TRIBUNNEWS.COM, JAKARTA - Ketua Komisi Pemberantasan Korupsi menunggu penjelasan Majelis Hakim Pengadilan Tindak Pidana Korupsi yang tidak menanggapi permintaan Jaksa KPK untuk menahan Saksi dugaan Korupsi e-KTP Miryam S Haryani.
"Nanti kita lihat lah. Kalau hakim menolak, dasar apa dia menolak," ujar Agus Rahardjo di Kantor Wantimpres, Jakarta, Senin (3/4/2017).
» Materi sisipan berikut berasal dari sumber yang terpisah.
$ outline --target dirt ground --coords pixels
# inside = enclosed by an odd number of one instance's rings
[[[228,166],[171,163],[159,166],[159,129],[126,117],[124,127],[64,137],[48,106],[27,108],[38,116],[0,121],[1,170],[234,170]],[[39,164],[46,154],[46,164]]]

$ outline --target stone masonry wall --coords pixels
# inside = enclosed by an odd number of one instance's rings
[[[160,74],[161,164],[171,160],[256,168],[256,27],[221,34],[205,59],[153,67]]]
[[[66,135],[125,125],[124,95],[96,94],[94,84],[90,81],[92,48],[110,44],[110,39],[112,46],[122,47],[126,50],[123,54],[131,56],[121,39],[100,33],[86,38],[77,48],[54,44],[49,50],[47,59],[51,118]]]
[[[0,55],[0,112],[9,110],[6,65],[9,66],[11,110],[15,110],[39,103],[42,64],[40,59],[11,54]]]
Demi menjerat Miryam, Agus mengatakan pihaknya masih berupaya untuk membuktikan keterlibatan mantan Anggota Komisi II DPR dalam kasus yang membuat negara merugi Rp2,3 triliun itu.
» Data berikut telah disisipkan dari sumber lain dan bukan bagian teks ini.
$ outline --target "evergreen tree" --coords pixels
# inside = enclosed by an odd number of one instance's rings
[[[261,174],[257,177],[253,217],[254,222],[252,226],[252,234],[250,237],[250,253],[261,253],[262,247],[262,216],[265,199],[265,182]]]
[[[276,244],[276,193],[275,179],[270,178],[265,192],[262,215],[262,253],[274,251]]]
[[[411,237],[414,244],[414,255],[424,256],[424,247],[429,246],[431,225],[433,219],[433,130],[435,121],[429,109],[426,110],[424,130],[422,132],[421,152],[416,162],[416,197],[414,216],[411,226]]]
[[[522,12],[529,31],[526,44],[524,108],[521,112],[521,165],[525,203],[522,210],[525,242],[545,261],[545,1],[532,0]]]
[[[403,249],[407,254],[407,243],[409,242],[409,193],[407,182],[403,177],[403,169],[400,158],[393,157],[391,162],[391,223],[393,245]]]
"Jadi kita akan segera nanti gelar dengan teman-teman penyidik, bukan hanya keterangan palsu ya. kalau yang bersangkutan menerima kan juga pantas juga, jadi Tersangka," tutur Agus.
Diberitakan sebelumnya, aksa Komisi Pemberantasan Korupsi (KPK) Irene Putrie meminta kepada majelis hakim agar menetapkan mantan anggota Komisi II DPR, Miryam S Haryani, sebagai tersangka pemberian keterangan palsu di persidangan kasus e-KTP.
Jaksa juga meminta hakim menetapkan penahanan kepada Miryam.
"Yang Mulia, sesuai Pasal 174 KUHAP, kami meminta majelis hakim menetapkan saksi Miryam S Haryani sebagai pemberi keterangan palsu. Untuk itu dilakukan penahanan pada yang bersangkutan," ujar Irene kepada majelis hakim.
Pasal 174 KUHAP menyatakan bahwa apabila saksi memberikan keterangan palsu di persidangan, ketua majelis hakim dapat memperingatkan saksi agar memberikan keterangan yang sebenarnya.
Selain itu, aturan itu menjelaskan adanya ancaman pidana bagi saksi yang memberi keterangan palsu.
Namun, apabila saksi tetap berbohong, ketua majelis hakim atas permintaan jaksa dapat memberi perintah agar saksi ditahan, dan selanjutnya dituntut dengan dakwaan sumpah palsu.
Meski demikian, Ketua Majelis Hakim Jhon Halasan Butarbutar tidak sependapat dengan permintaan jaksa.
Hakim meminta waktu agar keterangan Miryam dibandingkan dengan saksi lain.
"Majelis berpendapat bahwa memandang perlu untuk lebih lanjut kami dengar keterangan saksi lainnya. Tapi tidak menutup anda melakukan proses hukum di luar Pasal 174 KUHAP," kata Jhon.
Dalam persidangan, Miryam membantah semua keterangan yang ia sampaikan dalam berita acara pemeriksaan (BAP) soal pembagian uang hasil korupsi e-KTP.
Padahal, Miryam menjelaskan secara rinci pembagian uang dalam kasus e-KTP.
Menurut dia, sebenarnya tidak pernah ada pembagian uang ke sejumlah anggota DPR RI periode 2009-2014, sebagaimana yang dia beberkan sebelumnya kepada penyidik.
Miryam bahkan mengaku diancam oleh penyidik KPK saat melengkapi BAP.
Setelah dikonfrontasi oleh tiga penyidik KPK, Miryam tetap pada keterangannya sejak awal persidangan.